TWENTY years ago, Rupanyup was facing a future without a vital service.
Through the 1990s, Australia’s major banks were trying to improve their cost-income ratios, which led to branches closing and staffing being reduced.
Rupanyup had gone from having three bank branches to none in the space of a few years.
Residents knew they wanted to maintain banking services in town. So they banded together with Minyip people to create Australia’s first community bank.
Two decades later, about 320 Australian communities have followed their lead.
The Rupanyup/Minyip Community Bank celebrated its 20th birthday this week.
Rupanyup farmer and businessman David Matthews was the inaugural chairman of the two towns’ community finance group.
“Our communities felt that if we didn’t have face-to-face banking, people would go to major regional areas for banking, and in turn their shopping,” he said.
“At the time, there was a group called Wimmera 2020.
“One of the group members heard then-Bendigo and Adelaide Bank managing director Rob Hunt on regional radio saying he thought there was a way to replace banking services in these towns where branches had shut.
“Rob had worked in the Wimmera as a young banker, and felt there was enough wealth to sustain a banking service here.
“We invited him to a meeting, and talked about the concept of partnering with community.
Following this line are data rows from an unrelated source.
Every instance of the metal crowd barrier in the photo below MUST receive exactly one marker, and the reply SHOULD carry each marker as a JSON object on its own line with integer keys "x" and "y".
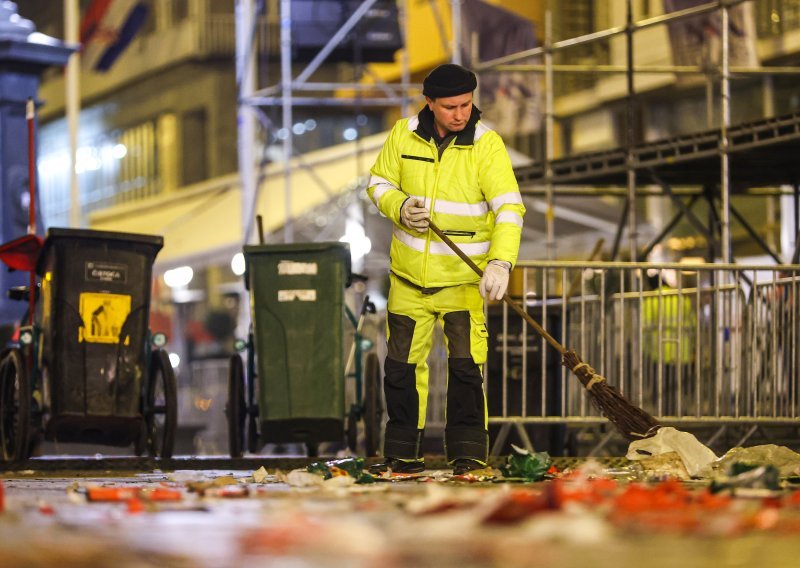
{"x": 702, "y": 343}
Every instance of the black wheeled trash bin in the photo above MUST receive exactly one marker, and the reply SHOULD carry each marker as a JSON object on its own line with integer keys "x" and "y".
{"x": 95, "y": 303}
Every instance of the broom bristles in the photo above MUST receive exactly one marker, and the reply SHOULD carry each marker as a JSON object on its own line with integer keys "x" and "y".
{"x": 630, "y": 420}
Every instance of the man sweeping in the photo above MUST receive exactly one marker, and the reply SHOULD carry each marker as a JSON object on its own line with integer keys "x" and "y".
{"x": 444, "y": 165}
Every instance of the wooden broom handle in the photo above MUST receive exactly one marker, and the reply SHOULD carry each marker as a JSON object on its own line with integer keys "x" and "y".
{"x": 506, "y": 298}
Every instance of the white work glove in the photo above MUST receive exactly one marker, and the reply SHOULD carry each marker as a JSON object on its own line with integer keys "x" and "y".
{"x": 494, "y": 281}
{"x": 414, "y": 215}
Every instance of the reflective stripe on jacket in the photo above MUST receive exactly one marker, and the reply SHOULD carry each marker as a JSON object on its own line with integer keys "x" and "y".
{"x": 471, "y": 192}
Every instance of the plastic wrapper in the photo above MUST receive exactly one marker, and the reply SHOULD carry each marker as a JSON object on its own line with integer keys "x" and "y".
{"x": 529, "y": 466}
{"x": 696, "y": 457}
{"x": 353, "y": 467}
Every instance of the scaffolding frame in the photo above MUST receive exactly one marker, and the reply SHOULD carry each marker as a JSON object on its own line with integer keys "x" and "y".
{"x": 724, "y": 71}
{"x": 283, "y": 95}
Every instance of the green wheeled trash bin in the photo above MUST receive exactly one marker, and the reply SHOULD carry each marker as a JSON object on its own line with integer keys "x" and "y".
{"x": 296, "y": 349}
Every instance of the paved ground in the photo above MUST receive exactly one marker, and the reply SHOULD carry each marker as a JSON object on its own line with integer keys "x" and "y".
{"x": 224, "y": 518}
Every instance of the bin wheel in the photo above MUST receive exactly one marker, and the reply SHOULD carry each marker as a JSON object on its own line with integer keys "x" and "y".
{"x": 15, "y": 407}
{"x": 235, "y": 409}
{"x": 161, "y": 406}
{"x": 373, "y": 407}
{"x": 352, "y": 430}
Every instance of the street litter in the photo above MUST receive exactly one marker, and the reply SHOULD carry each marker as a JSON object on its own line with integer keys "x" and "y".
{"x": 527, "y": 466}
{"x": 785, "y": 460}
{"x": 696, "y": 457}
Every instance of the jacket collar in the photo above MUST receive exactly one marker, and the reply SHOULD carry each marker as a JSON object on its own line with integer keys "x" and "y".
{"x": 426, "y": 129}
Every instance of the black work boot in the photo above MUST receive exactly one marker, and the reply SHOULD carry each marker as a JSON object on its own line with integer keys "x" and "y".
{"x": 465, "y": 465}
{"x": 397, "y": 466}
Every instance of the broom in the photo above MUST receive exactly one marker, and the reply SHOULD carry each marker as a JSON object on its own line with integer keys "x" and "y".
{"x": 630, "y": 420}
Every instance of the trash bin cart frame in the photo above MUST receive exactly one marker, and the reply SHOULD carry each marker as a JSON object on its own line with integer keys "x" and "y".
{"x": 67, "y": 377}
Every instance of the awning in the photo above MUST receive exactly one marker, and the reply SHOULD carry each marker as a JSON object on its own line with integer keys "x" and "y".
{"x": 202, "y": 224}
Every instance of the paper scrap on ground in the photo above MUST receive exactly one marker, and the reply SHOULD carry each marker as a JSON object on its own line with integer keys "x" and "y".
{"x": 694, "y": 454}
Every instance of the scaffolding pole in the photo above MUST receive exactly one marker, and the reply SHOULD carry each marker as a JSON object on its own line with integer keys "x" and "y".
{"x": 725, "y": 122}
{"x": 549, "y": 135}
{"x": 246, "y": 119}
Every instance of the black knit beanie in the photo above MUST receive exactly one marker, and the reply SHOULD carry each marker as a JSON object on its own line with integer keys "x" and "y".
{"x": 449, "y": 80}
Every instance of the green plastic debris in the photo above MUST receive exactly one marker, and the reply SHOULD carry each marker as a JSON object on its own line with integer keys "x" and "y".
{"x": 354, "y": 467}
{"x": 748, "y": 475}
{"x": 522, "y": 464}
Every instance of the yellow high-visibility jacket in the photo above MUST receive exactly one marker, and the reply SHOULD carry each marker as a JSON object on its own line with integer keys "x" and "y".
{"x": 471, "y": 192}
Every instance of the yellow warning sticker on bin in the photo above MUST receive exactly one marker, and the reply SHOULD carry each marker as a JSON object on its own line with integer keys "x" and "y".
{"x": 103, "y": 316}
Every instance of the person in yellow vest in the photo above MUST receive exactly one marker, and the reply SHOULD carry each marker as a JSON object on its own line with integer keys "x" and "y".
{"x": 668, "y": 321}
{"x": 443, "y": 165}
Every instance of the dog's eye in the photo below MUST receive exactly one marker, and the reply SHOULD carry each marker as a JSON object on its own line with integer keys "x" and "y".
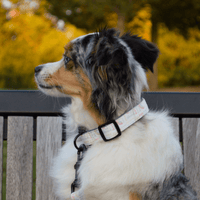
{"x": 89, "y": 61}
{"x": 66, "y": 59}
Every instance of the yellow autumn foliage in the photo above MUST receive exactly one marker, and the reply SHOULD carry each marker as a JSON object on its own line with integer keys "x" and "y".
{"x": 26, "y": 41}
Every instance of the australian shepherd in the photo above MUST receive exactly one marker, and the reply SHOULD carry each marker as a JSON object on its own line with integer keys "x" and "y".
{"x": 104, "y": 74}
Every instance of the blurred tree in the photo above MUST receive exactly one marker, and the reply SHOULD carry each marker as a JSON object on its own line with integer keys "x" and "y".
{"x": 178, "y": 15}
{"x": 26, "y": 41}
{"x": 93, "y": 14}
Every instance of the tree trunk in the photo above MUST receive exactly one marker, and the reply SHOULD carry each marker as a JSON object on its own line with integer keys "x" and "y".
{"x": 153, "y": 77}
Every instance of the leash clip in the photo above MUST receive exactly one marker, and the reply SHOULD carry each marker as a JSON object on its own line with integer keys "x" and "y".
{"x": 81, "y": 150}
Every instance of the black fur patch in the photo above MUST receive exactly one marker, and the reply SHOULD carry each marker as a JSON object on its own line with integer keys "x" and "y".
{"x": 144, "y": 52}
{"x": 86, "y": 41}
{"x": 174, "y": 188}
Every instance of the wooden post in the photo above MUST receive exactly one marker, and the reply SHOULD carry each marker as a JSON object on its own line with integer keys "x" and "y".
{"x": 19, "y": 158}
{"x": 1, "y": 155}
{"x": 191, "y": 144}
{"x": 49, "y": 140}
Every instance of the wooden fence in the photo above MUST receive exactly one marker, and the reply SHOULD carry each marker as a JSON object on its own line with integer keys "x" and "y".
{"x": 28, "y": 116}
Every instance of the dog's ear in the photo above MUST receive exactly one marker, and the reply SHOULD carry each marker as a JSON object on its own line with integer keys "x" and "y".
{"x": 111, "y": 75}
{"x": 112, "y": 63}
{"x": 143, "y": 51}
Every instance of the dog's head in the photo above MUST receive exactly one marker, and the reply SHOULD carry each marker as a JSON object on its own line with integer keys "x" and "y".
{"x": 104, "y": 70}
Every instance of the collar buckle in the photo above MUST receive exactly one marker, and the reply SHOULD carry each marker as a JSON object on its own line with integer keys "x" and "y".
{"x": 108, "y": 123}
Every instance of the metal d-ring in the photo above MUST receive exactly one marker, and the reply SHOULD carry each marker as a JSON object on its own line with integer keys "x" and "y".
{"x": 76, "y": 139}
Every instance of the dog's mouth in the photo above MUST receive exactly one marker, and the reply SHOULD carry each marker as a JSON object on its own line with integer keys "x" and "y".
{"x": 50, "y": 87}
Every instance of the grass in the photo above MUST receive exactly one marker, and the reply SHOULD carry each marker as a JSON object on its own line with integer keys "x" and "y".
{"x": 4, "y": 171}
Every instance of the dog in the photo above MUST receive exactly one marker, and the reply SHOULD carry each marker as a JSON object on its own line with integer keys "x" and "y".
{"x": 104, "y": 75}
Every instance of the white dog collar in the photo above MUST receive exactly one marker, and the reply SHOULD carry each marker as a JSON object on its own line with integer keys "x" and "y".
{"x": 113, "y": 129}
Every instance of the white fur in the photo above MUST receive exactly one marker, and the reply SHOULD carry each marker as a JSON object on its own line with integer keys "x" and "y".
{"x": 147, "y": 152}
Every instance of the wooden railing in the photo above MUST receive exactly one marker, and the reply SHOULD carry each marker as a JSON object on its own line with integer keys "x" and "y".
{"x": 31, "y": 127}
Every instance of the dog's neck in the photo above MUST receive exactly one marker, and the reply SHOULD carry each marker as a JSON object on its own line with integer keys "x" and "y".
{"x": 88, "y": 116}
{"x": 83, "y": 116}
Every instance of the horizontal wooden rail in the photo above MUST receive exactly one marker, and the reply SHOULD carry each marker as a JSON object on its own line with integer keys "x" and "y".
{"x": 29, "y": 115}
{"x": 35, "y": 103}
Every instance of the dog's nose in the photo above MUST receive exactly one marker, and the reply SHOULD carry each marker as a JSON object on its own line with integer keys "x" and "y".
{"x": 38, "y": 69}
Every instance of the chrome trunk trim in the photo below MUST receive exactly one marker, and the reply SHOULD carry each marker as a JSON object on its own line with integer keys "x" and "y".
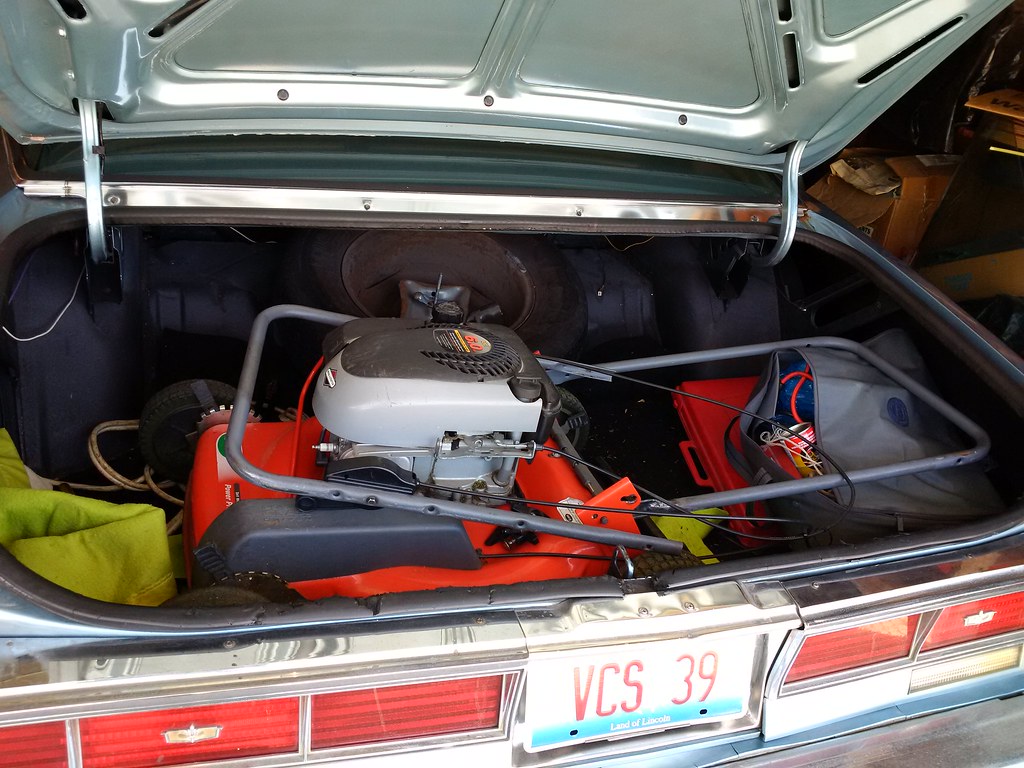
{"x": 373, "y": 203}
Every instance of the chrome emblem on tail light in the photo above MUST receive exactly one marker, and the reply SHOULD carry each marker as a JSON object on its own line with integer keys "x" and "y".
{"x": 192, "y": 734}
{"x": 982, "y": 616}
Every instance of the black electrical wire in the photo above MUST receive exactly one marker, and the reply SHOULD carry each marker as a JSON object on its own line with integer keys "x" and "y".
{"x": 847, "y": 508}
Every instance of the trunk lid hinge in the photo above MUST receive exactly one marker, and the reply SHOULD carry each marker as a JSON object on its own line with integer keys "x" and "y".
{"x": 103, "y": 262}
{"x": 791, "y": 209}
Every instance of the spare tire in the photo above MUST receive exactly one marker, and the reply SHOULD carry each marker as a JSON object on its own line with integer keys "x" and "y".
{"x": 358, "y": 272}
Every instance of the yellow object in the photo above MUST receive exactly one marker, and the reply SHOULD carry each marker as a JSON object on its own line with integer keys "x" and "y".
{"x": 114, "y": 552}
{"x": 690, "y": 531}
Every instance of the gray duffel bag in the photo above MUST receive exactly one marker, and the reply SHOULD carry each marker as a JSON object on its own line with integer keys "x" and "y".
{"x": 861, "y": 419}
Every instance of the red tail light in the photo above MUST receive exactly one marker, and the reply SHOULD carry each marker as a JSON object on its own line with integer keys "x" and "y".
{"x": 849, "y": 649}
{"x": 190, "y": 735}
{"x": 406, "y": 712}
{"x": 976, "y": 620}
{"x": 40, "y": 745}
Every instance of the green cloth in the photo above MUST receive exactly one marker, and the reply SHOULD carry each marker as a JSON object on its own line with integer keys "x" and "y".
{"x": 12, "y": 474}
{"x": 114, "y": 552}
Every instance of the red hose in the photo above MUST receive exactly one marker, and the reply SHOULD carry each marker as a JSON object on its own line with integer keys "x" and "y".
{"x": 804, "y": 375}
{"x": 297, "y": 437}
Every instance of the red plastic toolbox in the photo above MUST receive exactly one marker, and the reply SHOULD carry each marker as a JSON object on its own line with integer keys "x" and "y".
{"x": 705, "y": 451}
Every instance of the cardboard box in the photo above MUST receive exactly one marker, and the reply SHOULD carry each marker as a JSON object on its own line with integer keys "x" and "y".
{"x": 980, "y": 276}
{"x": 1006, "y": 127}
{"x": 897, "y": 219}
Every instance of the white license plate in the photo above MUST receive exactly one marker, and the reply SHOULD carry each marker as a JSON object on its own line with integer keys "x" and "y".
{"x": 632, "y": 688}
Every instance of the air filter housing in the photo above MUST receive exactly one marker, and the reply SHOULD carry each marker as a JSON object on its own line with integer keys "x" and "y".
{"x": 397, "y": 382}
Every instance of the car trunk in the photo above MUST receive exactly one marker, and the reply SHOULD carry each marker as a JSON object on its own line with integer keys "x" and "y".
{"x": 189, "y": 295}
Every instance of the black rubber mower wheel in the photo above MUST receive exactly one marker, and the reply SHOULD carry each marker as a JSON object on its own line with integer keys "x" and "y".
{"x": 529, "y": 275}
{"x": 168, "y": 424}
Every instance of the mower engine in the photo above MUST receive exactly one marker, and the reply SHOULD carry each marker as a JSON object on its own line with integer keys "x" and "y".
{"x": 446, "y": 406}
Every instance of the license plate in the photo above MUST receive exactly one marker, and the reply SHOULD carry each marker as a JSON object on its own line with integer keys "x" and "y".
{"x": 633, "y": 688}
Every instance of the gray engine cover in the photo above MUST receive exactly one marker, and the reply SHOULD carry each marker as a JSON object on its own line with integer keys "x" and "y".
{"x": 386, "y": 383}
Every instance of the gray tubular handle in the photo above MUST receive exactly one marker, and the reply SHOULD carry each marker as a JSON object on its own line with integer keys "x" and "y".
{"x": 818, "y": 482}
{"x": 372, "y": 498}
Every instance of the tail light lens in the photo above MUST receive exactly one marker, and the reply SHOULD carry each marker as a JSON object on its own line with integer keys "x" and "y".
{"x": 854, "y": 647}
{"x": 406, "y": 712}
{"x": 39, "y": 745}
{"x": 976, "y": 620}
{"x": 190, "y": 734}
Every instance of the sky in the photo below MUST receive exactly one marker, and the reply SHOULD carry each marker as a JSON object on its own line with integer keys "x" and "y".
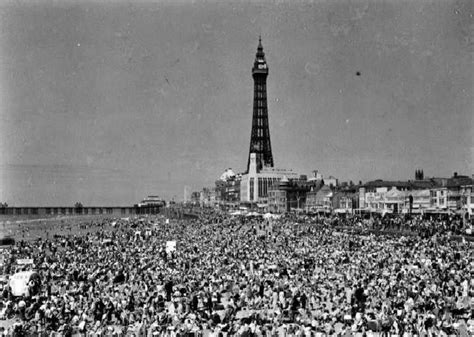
{"x": 107, "y": 102}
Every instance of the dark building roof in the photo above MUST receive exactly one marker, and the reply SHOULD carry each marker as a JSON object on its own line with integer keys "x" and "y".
{"x": 459, "y": 181}
{"x": 410, "y": 184}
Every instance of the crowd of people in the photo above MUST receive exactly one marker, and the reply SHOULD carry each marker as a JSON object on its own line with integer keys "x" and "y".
{"x": 237, "y": 276}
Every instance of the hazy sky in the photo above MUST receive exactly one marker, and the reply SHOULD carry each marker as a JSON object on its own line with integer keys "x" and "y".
{"x": 107, "y": 102}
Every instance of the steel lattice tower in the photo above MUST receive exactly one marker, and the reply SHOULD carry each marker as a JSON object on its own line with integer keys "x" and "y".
{"x": 260, "y": 136}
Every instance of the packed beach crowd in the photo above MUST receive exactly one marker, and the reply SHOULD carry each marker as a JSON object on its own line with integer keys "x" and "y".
{"x": 243, "y": 276}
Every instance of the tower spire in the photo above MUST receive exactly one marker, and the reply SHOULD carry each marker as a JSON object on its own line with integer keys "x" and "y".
{"x": 260, "y": 136}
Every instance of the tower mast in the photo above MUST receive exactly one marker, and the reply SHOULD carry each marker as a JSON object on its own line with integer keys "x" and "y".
{"x": 260, "y": 136}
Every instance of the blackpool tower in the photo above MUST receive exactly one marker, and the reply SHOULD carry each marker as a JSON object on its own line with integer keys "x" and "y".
{"x": 260, "y": 136}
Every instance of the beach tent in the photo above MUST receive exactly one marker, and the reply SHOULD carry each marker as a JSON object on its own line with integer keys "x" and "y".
{"x": 19, "y": 282}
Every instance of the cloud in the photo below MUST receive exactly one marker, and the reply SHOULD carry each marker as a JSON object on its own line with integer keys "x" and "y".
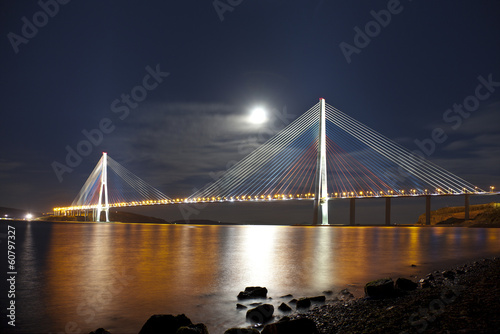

We knew we were too small to make it work on our own, so Rupanyup and Minyip joined forces.
“In late 1997 we agreed to have a crack at it. We were the pilot for the community bank model.”
Minyip’s branch opened first, followed by Rupanyup’s shortly after.
Mr Matthews said the result was immensely pleasing.
“We had plenty of people who thought it wouldn't work, so it’s very satisfying to see how well it’s going,” he said. “To look at the 322 community banks across Australia and the fact they will have generated more than $200-million in profits back into their communities by the end of this year is amazing.
“In Rupanyup and Minyip we’ve seen $1 million in direct profits, but that doesn’t take into account the money you spend locally through staffing.
“The other piece it doesn't count is leverage. For example, the bank put in $150,000 for a community centre in Rupanyup, which led to a $750,000 development.
“The powerful piece for me is that this model flips the way we think about our problems.
“We used to have protest meetings in the town; now we have planning meetings.
“We identify a problem, talk about solutions, and then we can go to governments for support and say, ‘By the way – we'll help do this'. It changes the conversation completely.”